6 Kommentare zu “Germanische Esskultur oder: Abyssus abyssum invocat”

  1. ... der Trittbrettschreiber am Juli 4th, 2020 11:46 pm

    „Die Deutschen haben keine Esskultur“

    Na also wenn Pökelfleisch zu Kartoffelbrei, Erbsensuppe mit Speck, Eisbein mit Sauerkraut, Saumagen und Maultaschen, Cürriiiwuuaast mit Pommes rotweiß zu Berliner Weiße oder Rixdorfer Fassbrause, Braunat und Schweinepfötchen, Himmel und Erde zu Doublefischmac und Chicken McNuggets und Erdbeerdöner zu Vanilleshisha keine Esskultur beweisen, dann sei mir der leise Hinweis auf die zur Durchführung gebrachte Einnahme von Eloquenz steigernden Getränken, gebraut nach alten geheimen Rezepten in nicht immer nur wohltemperierten Gewölben der vorkapitalistischen, den Imperialismus verhöhnenden Plattenbauten erlaubt.
    Kultur ist meist fremdfinanzierte kollektive Selbstbestätigung durch verinnerlichte Handlungen, die im Wachzustand nicht erklärbar sind. Deshalb sind kulturelle Events ohne Flüssigkeitszufuhr undenkbar.
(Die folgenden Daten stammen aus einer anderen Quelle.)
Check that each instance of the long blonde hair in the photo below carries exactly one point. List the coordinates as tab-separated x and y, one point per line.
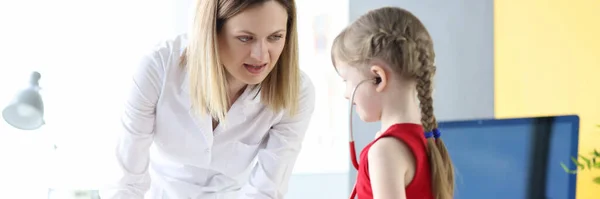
396	36
208	81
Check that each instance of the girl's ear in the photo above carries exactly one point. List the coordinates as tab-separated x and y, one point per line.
382	75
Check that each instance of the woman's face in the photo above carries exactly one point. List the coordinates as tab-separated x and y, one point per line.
251	42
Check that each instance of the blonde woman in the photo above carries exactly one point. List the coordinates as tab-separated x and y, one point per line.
220	112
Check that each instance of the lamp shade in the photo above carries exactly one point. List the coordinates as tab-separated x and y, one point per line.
26	110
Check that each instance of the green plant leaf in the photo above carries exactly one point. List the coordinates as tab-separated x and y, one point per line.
597	180
567	169
588	162
579	165
596	154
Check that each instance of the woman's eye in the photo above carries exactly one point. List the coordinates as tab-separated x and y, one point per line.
245	38
275	37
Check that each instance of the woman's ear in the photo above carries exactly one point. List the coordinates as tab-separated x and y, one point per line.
381	77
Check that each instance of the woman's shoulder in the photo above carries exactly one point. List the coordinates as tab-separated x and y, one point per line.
167	52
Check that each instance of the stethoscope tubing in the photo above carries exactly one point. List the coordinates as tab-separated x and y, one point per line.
351	135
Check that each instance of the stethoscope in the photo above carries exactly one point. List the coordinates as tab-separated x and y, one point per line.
377	80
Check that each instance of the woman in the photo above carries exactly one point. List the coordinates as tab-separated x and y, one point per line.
220	113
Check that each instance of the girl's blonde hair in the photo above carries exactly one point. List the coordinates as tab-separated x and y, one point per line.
208	82
396	36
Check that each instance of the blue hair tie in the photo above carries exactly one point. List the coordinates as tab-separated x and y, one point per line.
435	134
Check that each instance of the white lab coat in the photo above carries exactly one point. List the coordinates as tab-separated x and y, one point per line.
163	140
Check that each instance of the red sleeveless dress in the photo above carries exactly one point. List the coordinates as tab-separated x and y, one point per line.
413	136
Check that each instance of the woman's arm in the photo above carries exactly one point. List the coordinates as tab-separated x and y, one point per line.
270	176
137	131
389	160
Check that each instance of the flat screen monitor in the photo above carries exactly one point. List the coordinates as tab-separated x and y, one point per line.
513	158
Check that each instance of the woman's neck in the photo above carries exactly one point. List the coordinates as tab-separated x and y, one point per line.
236	88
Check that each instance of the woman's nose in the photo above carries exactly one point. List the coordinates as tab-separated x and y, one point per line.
260	51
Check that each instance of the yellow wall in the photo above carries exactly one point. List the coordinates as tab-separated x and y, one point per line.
547	62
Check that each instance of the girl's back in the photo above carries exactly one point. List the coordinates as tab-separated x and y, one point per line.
410	135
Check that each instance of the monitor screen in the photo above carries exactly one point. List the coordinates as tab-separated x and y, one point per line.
513	158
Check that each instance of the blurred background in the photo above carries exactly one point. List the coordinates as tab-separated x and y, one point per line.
496	60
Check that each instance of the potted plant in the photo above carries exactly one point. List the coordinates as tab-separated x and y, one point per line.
588	162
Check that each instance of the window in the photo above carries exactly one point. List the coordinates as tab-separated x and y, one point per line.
325	149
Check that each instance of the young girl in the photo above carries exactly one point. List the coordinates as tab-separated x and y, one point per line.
391	49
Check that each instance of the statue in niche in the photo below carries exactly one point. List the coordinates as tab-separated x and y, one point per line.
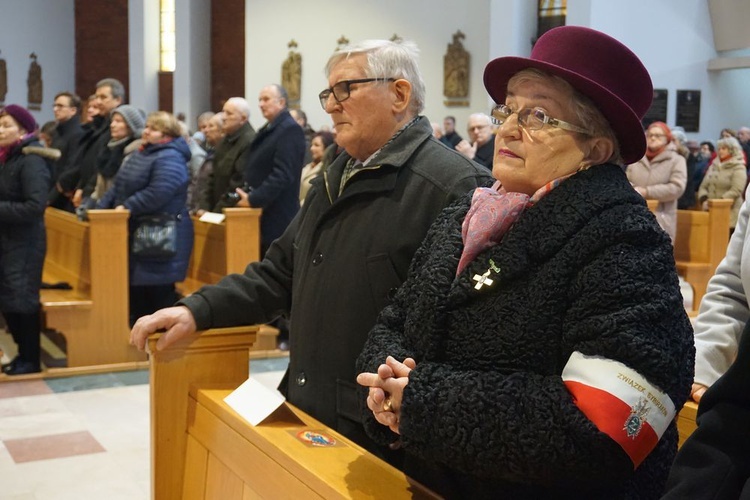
342	42
34	83
3	80
456	69
291	75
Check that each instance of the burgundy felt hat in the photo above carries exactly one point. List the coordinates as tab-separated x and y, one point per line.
21	116
597	66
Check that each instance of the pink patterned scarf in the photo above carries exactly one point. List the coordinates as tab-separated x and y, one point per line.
493	211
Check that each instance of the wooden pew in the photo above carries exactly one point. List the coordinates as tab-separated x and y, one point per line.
686	421
701	244
226	248
93	258
202	449
221	249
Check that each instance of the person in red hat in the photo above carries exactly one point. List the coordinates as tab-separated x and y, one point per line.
539	347
25	180
660	175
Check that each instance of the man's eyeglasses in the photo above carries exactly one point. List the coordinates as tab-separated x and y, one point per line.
341	90
532	119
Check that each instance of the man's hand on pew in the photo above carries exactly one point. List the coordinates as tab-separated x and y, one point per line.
175	322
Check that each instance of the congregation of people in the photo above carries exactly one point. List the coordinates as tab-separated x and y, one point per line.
458	299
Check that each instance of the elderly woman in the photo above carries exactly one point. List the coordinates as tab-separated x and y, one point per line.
539	347
154	181
725	178
660	175
25	180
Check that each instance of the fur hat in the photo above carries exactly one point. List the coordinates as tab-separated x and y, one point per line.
24	119
134	117
597	66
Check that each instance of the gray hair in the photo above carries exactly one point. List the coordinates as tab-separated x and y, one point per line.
241	104
732	144
204	117
115	86
387	59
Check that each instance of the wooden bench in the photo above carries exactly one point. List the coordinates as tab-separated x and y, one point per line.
226	248
202	449
93	258
701	244
221	249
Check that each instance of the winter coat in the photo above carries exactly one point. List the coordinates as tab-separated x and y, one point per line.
486	413
91	152
714	462
725	180
25	181
229	161
273	169
664	178
337	265
154	181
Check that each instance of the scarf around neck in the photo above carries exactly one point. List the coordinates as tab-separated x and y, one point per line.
492	213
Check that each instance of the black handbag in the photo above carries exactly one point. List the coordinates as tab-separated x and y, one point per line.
155	237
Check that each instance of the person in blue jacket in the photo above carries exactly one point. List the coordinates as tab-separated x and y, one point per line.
154	180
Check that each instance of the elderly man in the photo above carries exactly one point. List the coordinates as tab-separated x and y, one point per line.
79	178
66	136
273	166
229	157
480	146
341	259
450	137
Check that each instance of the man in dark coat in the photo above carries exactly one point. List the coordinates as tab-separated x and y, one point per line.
65	138
340	260
92	149
230	157
273	166
714	462
480	146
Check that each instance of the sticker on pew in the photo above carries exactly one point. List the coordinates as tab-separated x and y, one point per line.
316	439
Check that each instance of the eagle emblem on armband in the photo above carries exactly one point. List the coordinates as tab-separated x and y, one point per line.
637	418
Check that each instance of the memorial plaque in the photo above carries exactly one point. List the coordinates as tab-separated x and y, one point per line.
689	110
658	110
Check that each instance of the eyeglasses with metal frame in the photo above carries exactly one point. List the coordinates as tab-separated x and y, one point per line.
532	119
341	91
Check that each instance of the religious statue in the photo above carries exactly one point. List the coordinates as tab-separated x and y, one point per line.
34	83
456	72
291	75
3	81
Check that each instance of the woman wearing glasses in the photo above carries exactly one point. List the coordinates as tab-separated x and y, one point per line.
539	347
660	175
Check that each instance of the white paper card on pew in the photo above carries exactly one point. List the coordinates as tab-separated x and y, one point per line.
212	217
254	401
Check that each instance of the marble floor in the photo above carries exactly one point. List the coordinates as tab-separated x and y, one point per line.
83	437
87	437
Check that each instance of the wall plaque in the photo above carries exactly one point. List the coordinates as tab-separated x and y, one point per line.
689	110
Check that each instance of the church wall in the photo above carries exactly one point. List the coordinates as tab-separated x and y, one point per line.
52	39
316	27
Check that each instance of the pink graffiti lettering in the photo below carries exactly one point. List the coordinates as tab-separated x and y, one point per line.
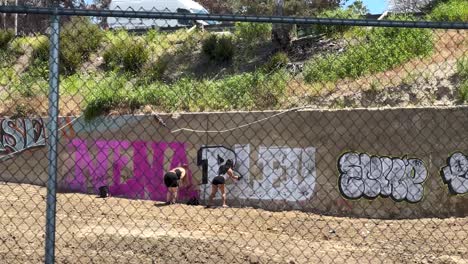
112	158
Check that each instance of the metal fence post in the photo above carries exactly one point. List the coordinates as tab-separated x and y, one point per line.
53	138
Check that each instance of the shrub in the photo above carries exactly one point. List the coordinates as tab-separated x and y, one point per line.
126	54
5	37
255	90
41	51
330	30
218	48
453	10
252	33
78	39
462	68
153	72
385	48
277	61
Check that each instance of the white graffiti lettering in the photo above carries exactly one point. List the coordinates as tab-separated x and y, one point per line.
361	175
286	173
20	134
456	173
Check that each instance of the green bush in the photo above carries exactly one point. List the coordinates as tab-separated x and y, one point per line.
453	10
154	71
78	39
462	68
277	61
127	54
5	37
384	49
252	33
41	50
463	92
218	48
331	30
256	90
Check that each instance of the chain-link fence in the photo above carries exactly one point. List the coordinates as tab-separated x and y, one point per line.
184	137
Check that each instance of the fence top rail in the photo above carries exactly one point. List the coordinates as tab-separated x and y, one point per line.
232	18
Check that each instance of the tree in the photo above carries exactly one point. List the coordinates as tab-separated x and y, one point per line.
405	6
358	7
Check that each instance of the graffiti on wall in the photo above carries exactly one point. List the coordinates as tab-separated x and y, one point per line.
284	173
367	176
455	174
131	169
20	134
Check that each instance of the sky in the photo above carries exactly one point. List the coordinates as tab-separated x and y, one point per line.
374	6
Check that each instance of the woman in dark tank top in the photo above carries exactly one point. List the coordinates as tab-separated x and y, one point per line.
220	180
172	179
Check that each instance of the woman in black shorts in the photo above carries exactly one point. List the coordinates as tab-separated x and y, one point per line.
172	179
219	181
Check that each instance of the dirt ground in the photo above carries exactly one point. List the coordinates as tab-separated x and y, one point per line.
116	230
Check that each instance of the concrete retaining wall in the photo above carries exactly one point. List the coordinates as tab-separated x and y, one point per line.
389	163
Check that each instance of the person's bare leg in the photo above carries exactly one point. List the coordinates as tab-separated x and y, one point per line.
174	194
214	190
168	195
223	194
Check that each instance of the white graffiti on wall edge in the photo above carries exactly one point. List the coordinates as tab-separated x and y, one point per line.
399	178
19	134
456	173
285	173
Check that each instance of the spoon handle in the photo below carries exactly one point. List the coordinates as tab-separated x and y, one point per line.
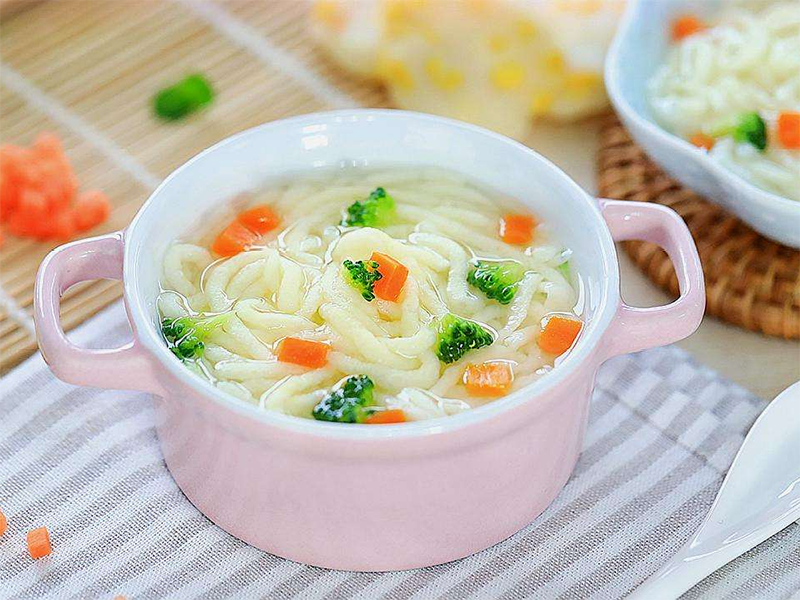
678	576
698	559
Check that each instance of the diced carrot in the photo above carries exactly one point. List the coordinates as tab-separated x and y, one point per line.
517	229
90	209
558	334
306	353
789	129
31	215
686	25
39	542
384	417
489	379
235	238
394	275
38	191
259	219
701	140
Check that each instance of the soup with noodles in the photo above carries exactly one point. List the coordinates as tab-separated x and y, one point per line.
365	296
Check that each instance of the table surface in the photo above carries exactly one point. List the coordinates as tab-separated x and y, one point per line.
761	364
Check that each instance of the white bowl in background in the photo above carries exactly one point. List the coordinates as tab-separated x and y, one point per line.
637	51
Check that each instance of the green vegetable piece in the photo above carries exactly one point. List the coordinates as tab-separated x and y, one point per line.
362	276
183	98
498	280
186	336
748	128
457	336
376	211
348	402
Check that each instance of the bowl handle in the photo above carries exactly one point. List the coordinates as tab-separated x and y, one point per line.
635	329
127	367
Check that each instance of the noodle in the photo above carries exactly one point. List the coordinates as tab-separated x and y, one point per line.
749	62
293	286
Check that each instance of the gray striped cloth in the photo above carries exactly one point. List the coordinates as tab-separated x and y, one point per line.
86	464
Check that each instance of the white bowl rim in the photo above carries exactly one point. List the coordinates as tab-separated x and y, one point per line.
612	78
151	340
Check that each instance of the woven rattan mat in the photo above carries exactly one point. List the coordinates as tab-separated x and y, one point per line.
87	69
750	280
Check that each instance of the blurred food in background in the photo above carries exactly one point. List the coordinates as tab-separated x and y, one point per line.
731	86
497	63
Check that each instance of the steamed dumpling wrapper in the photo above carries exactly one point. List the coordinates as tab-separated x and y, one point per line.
497	63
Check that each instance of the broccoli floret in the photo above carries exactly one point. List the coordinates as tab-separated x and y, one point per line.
456	336
498	280
362	276
748	127
375	211
186	335
348	402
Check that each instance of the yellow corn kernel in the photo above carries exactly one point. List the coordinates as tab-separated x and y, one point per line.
499	43
580	84
329	13
526	30
395	72
443	77
541	103
553	62
508	75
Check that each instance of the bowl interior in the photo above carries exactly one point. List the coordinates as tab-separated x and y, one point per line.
644	44
369	138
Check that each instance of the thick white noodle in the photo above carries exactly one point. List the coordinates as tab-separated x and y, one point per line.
749	61
294	285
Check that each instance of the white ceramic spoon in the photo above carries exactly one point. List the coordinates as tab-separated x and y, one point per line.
759	497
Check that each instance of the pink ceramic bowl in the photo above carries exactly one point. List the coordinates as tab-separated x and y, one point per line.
364	497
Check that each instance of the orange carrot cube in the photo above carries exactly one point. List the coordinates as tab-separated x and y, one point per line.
394	275
489	379
517	229
558	334
39	542
306	353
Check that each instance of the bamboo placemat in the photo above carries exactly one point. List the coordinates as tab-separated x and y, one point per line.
751	281
87	69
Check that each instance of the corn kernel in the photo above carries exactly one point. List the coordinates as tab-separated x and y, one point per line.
508	76
443	77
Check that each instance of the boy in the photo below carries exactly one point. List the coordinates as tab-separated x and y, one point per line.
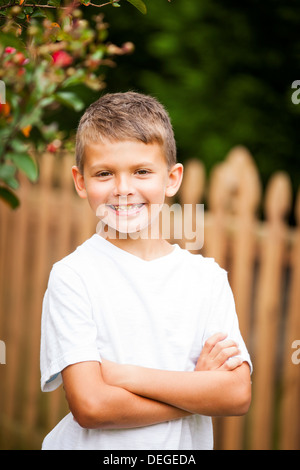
126	316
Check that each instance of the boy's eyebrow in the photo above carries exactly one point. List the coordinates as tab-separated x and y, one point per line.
109	165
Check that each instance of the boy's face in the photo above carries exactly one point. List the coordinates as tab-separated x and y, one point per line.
126	183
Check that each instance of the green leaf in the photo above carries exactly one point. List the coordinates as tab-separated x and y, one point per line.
139	4
9	197
69	99
9	39
25	163
7	175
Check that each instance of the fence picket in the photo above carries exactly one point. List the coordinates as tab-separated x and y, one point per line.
268	305
290	406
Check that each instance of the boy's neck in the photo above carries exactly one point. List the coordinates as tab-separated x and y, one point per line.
145	248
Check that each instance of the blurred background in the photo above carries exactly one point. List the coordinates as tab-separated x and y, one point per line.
224	71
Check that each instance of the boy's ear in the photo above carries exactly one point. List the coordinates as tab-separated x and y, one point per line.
175	179
79	182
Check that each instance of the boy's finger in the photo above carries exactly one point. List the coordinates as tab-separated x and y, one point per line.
222	346
232	363
211	342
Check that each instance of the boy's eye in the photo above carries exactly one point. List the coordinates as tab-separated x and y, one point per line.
142	172
103	174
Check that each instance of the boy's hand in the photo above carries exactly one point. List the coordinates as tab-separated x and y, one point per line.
218	354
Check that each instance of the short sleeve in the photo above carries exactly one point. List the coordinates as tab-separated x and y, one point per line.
68	331
223	317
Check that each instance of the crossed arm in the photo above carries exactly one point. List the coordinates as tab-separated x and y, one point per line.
114	396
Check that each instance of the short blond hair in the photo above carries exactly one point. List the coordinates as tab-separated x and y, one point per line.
126	116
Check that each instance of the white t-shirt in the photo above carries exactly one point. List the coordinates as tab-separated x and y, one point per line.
103	302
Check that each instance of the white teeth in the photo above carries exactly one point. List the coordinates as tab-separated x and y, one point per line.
126	207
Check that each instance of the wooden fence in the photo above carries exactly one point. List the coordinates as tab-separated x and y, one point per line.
260	253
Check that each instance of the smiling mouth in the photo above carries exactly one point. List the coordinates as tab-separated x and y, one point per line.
125	209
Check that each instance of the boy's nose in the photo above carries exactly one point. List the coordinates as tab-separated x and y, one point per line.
123	187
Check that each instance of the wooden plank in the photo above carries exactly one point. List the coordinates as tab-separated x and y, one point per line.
290	405
39	276
268	304
246	199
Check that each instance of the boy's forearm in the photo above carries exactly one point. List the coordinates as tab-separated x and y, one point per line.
95	404
212	393
124	409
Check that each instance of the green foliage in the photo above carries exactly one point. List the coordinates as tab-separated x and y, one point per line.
45	53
    Thüringer Klöße gehören nicht zur Kultur – die sind ess- und genießbar, machen glücklich und sollten im Gegensatz zum Allgemeingusto nur wahren Gourmets vorbehalten bleiben.

  2. Corsin am Juli 5th, 2020 12:59 am

    Die Deutschen haben wie auch die Briten ihre Esskultur durch die zwei idiotischen Weltkriege und die Umweltverschutzung im 20. Jahrhunderts vielleicht nicht ganz verloren aber doch zu einem großen Teil eingebüßt.

    Ein Leipziger Allerlei etwa ist im 19. Jahrhundert ein Festschmaus gewesen, bestehend aus Flusskrebsen, Morcheln, Spargel, Erbsen, Möhren und frischen Kräutern. Nach Jahrzehnten des Sparens blieben am Ende nur noch die beiden billigsten Zutaten erhalten.

    Und jedem ausländischen Besucher fällt sofort die deutsche Besessenheit für Paprika auf — offenbar ein Erbe aus jenen Zeiten, als nur noch Ungarn Gewürze nach Deutschland lieferte.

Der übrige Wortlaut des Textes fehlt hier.